18 November 2009

Rosh Chodesh Kislev

If you've spent any time around religious Jews, you know that there's a whole ton of holidays around September/October and then nothing until December. It's the longest stretch in the Jewish year, and it's especially visible in Israel, where the entire country goes from Rosh-Hashanah-Yom-Kippur-Sukkot-Simchat-Torah insanity to two months without a single break. It's so bad that, here at Hebrew University, the Jeff Seidel Student Center had their "Hanukkah" event 25 days early, on Rosh Chodesh Kislev.

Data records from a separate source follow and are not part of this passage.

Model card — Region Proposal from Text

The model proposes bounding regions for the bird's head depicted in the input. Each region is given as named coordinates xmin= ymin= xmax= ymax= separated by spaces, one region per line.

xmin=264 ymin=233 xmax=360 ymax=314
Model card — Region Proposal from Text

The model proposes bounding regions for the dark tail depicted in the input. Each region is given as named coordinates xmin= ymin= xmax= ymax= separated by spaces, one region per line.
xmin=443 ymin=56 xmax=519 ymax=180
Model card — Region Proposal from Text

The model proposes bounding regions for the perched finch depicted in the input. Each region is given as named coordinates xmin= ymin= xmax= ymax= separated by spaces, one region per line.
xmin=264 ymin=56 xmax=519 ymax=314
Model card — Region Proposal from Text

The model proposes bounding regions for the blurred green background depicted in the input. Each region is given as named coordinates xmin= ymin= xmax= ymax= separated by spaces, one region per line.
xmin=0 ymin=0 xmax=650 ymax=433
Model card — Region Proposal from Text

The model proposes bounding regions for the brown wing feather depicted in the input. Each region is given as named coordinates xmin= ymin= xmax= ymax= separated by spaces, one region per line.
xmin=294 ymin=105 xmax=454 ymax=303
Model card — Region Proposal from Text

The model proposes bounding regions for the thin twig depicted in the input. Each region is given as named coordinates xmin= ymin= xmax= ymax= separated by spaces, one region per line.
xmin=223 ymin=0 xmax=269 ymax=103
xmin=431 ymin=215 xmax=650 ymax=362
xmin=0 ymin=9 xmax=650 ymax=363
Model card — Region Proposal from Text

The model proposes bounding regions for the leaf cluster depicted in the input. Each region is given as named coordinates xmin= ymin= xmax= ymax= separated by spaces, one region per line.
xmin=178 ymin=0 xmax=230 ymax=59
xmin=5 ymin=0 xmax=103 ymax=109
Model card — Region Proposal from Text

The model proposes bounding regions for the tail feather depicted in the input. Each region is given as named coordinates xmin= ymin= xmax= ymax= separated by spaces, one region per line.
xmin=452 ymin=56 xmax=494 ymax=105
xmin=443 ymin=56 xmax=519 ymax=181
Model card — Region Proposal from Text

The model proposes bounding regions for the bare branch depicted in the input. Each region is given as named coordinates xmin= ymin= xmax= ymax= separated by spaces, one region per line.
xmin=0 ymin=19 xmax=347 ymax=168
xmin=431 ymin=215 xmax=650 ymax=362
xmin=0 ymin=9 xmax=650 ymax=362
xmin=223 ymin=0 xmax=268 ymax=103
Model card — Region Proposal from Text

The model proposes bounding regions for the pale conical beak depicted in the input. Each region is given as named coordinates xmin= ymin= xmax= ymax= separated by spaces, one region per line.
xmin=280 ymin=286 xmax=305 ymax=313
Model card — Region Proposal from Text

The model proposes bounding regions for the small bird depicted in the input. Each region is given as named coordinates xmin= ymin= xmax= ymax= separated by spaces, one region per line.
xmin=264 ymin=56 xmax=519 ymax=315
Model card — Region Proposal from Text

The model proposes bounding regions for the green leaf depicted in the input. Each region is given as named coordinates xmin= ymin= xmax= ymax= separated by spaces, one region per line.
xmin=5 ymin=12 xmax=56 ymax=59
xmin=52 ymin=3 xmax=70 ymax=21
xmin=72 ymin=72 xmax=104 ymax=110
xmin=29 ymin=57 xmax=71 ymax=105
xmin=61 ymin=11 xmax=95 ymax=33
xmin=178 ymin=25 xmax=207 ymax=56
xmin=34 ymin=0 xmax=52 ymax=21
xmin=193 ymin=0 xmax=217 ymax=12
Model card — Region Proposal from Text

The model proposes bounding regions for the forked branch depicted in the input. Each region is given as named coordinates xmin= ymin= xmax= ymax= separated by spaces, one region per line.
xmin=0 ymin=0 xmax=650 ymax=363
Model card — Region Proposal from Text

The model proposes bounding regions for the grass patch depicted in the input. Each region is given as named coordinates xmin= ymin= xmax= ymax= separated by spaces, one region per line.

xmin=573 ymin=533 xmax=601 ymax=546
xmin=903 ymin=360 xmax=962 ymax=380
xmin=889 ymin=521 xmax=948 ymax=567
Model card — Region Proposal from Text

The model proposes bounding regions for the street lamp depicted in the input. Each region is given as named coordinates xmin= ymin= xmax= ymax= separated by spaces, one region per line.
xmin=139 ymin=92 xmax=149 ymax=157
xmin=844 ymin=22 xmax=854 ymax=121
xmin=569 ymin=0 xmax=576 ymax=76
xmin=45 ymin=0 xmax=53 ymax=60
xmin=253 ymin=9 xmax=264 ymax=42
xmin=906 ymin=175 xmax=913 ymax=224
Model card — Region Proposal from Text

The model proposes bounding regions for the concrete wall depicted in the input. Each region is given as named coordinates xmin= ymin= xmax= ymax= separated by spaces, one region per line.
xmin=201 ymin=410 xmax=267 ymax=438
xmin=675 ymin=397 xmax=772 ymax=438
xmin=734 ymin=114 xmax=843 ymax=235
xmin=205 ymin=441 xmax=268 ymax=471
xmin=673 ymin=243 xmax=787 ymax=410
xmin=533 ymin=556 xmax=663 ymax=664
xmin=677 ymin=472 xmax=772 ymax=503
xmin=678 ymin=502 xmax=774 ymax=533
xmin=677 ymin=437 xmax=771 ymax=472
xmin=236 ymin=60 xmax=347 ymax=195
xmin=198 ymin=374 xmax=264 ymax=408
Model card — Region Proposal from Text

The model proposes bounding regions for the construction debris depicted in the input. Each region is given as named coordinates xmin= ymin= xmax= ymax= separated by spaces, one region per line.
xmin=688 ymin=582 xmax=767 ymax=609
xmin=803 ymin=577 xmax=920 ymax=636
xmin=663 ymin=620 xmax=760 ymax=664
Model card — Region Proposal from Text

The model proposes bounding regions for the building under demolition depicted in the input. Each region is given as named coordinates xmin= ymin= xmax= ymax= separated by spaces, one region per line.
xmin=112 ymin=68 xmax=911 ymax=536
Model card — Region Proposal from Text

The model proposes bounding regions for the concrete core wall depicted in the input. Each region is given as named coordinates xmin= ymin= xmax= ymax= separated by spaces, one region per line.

I put Hanukkah in quotation marks up there because while the event was advertised as a Hanukkah event, we never really got to the Hanukkah part. Instead, Rebbitzen Tsipora Dahan cooked up a storm and had the best meal ever at her house. I'm not kidding: homemade bread (including rolls with an onion filling!), soup, kugels, eggplant parmesan, sweet potatoes, pecan pie, cheesecake, sufganiyot, peanut butter balls covered in chocolate, lots of other small chocolate things - all made by Tsipora, except the soup. It was amazing, seriously the best food I've had in a really long time. I asked Tsipora afterwards if she was going to become a chef when her kids grew up, and she just laughed and said that it's a hobby.

We were supposed to do Hanukkah crafts after dinner, but we didn't finish eating until 10pm--after starting around 8:15. During dinner, however, we had the obligatory Jeff Seidel Orthodox idealism. Stacy and Tsipora brought in a musician, 12th grader Hadassah Haller from Ramat Beit Shemesh, who sang what must be the Jewish version of Christian music - not religious songs, per say, in that they weren't prayers, but songs that are focused on Hashem and religious life. One that really struck me was Chanale's "My Business":

Is the way to happiness the path to success?
Can I be satisfied if I'm something less
Than the doctor, the lawyer, they hoped I would be
So what if I'm happy, just to be me?

Each day, every hour, on me they depend
To be mother, a sister, plus a wife and a friend
I have a profession, though no PHD
Yet today I am happy just to be me!

Chorus: I don't need a license, don't need a degree
For I'm in the business, of a woman, you see
My life's full of meaning and my home's full of light
I don't need all that money to be doing all right

I don't need a mansion with riches inside
My children are diamonds, and my family's my pride
Why should I travel, I'm where I want to be
Can you find me a woman who's got more than me?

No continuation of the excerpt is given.